Néanmoins, cette proposition du président français cache une rivalité stratégique avec la Chine. Tout le monde sait que la Chine un grand concurrent de la France dans le continent, comme vous l’avez dite, détient 40% de la dette africaine soit 147 milliards de dollars dont 8 milliards qui sont redevable cette année 2020. Vu les enjeux de la dette dans les équilibres géopolitiques qui sont établies par la Chine en Afrique, Pékin cherchera de garder ses relations intactes avec ses alliés stratégiques dans le continent. De fait, elle va éviter de révéler sa dette au niveau multilatéral, et vraisemblablement Pékin favorisera l’approche bilatérale afin de préserver les contours de ses relations avec chaque pays.
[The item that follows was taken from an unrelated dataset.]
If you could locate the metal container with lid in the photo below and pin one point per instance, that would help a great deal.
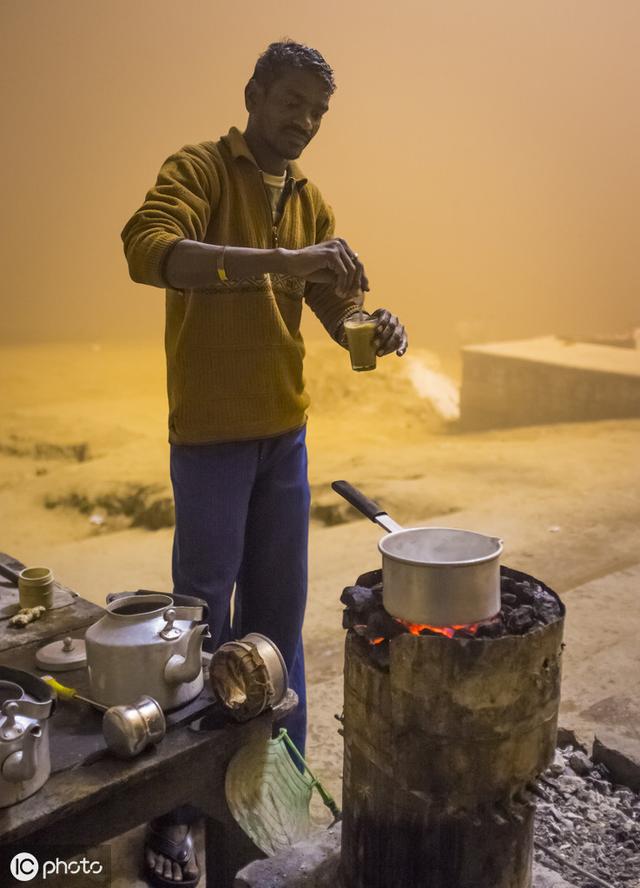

En effet, la Chine ne va pas essayer de faire une annulation de la dette, mais un allègement des paiements. L’exemple de la réorganisation sa dette, après plusieurs sollicitations de la Banque Mondiale et le FMI, de la république du Congo en 2019, qui s’élevait à 1,6 milliards de dollars, élucide le protocole de gestion de la cessation de paiements de la dette.